West Virginia +11 Texas
After spending the first month of the season in the Lone Star State, the Longhorns finally hit the road. This trip to Morgantown marks their first road game of the season (they did play Rice in the Houston Texans’ stadium, but that ain’t a road game) and is one of only two times they have to leave the state in the regular season (the other is a mid-November trip to Ames). I was down on Texas over the summer, but they appear to be better than I anticipated. The offense in particular, appears to be on its way back to elite, which is good considering the defense has not been great and has also experienced some key injuries. In addition to being their first real road trip, this game also comes a week before their annual rivalry game with Oklahoma. The Longhorns have not covered the game immediately preceding Red River since 2011 (seven straight non-covers with a 3-4 straight up record). West Virginia is in an unusual spot coming into the game. Since joining the Big 12 in 2012, West Virginia has been a double-digit home underdog just twice (they covered both games and won one outright for what it’s worth). The Mountaineers are isolated from their conference brethren, who are all located in Texas or flyover country, so the trip to Morgantown is never an easy one. Plus, despite the muted preseason expectations, the Mountaineers do have the same record as Texas (3-1) with the team looking much improved after their narrow escape against James Madison and crushing defeat at Missouri. Texas is obviously the better team, but the other factors in this game; travel, rivalry game on deck, and injuries make West Virginia the play.
Pittsburgh +5 Duke
After a humbling opener against of one of college football’s best teams, Duke has quietly won three games in a row and appears poised to qualify for their seventh bowl game in the past eight seasons. The Blue Devils have also yet to drop a conference game, so they have a chance to vault into contention in the Coastal division of the ACC. However, before we go anointing them as Virginia’s biggest challenger to be sacrificed to Clemson on the altar in Charlotte, let’s take a quick glance at their schedule.
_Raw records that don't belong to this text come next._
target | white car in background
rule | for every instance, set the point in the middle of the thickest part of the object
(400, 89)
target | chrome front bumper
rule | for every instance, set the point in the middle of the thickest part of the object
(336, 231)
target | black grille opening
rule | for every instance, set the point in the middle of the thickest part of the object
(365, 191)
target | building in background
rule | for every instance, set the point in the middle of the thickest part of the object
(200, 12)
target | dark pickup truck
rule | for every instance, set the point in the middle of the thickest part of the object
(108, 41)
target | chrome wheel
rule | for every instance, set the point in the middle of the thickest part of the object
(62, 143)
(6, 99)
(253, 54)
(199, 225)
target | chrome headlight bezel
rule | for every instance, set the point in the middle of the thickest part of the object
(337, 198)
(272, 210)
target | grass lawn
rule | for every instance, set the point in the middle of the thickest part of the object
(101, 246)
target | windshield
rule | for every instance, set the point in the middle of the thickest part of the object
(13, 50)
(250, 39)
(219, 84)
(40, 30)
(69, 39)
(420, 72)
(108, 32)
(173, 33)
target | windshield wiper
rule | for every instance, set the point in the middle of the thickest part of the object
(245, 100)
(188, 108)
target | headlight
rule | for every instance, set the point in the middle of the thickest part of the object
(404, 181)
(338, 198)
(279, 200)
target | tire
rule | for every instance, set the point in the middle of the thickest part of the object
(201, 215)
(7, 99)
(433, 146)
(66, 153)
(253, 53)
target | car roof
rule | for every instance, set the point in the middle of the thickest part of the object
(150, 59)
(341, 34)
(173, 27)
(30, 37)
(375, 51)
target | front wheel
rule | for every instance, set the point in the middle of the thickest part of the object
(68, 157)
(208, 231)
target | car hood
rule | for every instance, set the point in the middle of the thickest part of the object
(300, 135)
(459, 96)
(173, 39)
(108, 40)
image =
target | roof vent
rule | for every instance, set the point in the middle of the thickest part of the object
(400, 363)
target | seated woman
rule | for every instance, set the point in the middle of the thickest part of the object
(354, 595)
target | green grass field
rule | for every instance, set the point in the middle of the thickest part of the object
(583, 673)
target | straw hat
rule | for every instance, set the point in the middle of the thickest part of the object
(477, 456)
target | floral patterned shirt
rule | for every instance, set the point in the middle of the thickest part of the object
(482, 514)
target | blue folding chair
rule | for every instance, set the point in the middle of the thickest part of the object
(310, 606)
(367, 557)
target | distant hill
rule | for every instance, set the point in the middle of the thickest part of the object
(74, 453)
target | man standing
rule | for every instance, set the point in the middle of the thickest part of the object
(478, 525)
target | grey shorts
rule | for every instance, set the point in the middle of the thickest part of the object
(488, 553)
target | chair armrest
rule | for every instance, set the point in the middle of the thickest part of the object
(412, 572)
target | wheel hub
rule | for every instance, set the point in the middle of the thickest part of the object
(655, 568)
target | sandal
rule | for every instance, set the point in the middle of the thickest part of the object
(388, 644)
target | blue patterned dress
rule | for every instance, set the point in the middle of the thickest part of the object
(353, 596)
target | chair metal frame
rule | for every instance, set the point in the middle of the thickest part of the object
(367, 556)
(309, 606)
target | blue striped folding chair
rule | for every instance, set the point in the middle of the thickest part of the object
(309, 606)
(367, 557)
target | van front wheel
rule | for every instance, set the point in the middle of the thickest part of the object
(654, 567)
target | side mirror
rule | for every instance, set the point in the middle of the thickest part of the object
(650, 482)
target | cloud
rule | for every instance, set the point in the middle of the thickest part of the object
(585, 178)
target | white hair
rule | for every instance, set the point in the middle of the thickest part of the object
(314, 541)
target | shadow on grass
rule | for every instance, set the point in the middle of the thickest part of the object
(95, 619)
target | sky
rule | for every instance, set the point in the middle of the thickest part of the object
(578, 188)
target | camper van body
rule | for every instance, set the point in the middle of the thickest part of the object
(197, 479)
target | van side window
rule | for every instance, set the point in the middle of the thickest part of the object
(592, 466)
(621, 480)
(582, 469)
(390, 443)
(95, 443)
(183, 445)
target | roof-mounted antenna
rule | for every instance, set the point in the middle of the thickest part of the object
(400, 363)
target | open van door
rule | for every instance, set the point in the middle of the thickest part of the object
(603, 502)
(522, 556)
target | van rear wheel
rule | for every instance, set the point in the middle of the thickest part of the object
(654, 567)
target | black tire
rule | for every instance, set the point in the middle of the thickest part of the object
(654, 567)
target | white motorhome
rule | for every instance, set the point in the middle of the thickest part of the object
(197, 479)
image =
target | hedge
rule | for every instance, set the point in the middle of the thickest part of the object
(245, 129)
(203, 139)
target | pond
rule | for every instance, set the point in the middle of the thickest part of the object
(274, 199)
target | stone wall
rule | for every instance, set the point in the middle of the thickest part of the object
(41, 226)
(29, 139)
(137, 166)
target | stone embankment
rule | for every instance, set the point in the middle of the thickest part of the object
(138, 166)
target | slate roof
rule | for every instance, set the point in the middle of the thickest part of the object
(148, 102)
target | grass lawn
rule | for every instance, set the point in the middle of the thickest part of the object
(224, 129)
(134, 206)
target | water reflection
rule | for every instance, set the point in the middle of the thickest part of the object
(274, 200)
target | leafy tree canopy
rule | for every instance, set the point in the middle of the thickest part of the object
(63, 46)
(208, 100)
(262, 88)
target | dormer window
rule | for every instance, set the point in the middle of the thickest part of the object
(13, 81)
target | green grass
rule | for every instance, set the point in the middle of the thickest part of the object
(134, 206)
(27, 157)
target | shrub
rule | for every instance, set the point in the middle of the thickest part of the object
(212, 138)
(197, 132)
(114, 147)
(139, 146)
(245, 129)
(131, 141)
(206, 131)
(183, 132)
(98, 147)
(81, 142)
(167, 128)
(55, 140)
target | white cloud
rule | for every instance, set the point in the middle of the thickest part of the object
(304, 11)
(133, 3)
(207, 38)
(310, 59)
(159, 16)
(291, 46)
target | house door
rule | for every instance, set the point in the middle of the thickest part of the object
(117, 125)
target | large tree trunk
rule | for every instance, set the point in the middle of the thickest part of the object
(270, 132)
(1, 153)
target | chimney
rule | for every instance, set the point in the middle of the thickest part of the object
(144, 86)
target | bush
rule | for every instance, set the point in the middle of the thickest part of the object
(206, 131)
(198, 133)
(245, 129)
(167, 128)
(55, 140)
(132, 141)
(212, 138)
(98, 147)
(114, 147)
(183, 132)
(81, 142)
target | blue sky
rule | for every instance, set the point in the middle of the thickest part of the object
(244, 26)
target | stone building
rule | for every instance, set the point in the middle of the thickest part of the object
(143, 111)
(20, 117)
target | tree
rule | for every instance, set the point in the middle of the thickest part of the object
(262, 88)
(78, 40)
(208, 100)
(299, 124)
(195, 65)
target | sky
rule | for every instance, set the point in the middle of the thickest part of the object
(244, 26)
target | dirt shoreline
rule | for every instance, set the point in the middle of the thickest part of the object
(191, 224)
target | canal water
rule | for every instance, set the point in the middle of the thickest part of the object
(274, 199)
Since their loss to Alabama, the Blue Devils have beaten NC A&T (FCS), Middle Tennessee (no wins against FBS teams), and Virginia Tech (dumpster fire, one FBS win against Old Dominion). The Blue Devils have dominated in those three games, but the market might be overrating them (at least to the extent that is possible with Duke football). Pitt will obviously represent the stiffest test for Duke since their opener. The Panthers have one of the more underrated defenses in college football, holding explosive offenses Penn State and UCF to a combined five offensive touchdowns. The Panthers fell to Penn State thanks to some questionable strategy by head coach Pat Narduzzi, but upset UCF with the help of a totally original fourth down play call. Following that upset of UCF, the Panthers treated their next opponent, Delaware from the FCS, like a bye week and sat several of their banged up starters. The Panthers narrowly escaped the Blue Hens (we’ll have to get Mike Leach’s opinion on that battle), and that margin is probably impacting this line. Pitt outgained the Blue Hens by over 270 yards and allowed under three yards per play. Sometimes a close victory against an FCS team can portend bad things (see Virginia Tech), but in Pitt’s case, I think it had more to do with the Panthers resting some starters as well as the hangover effect of an emotional pair of games. Pitt could once again be missing a few starters in this contest, but with a bye on tap, they should go all out. The Panthers have won five of six in this series since joining the ACC and they are 13-5 ATS under Narduzzi as a road underdog with six outright upsets. Plus, the one area where David Cutcliffe has not excelled at Duke is as a home favorite. The Blue Devils are just 7-13 ATS over the past five seasons in the role, including 3-11 ATS in their last fourteen games. Take Pitt to cover and potentially win outright.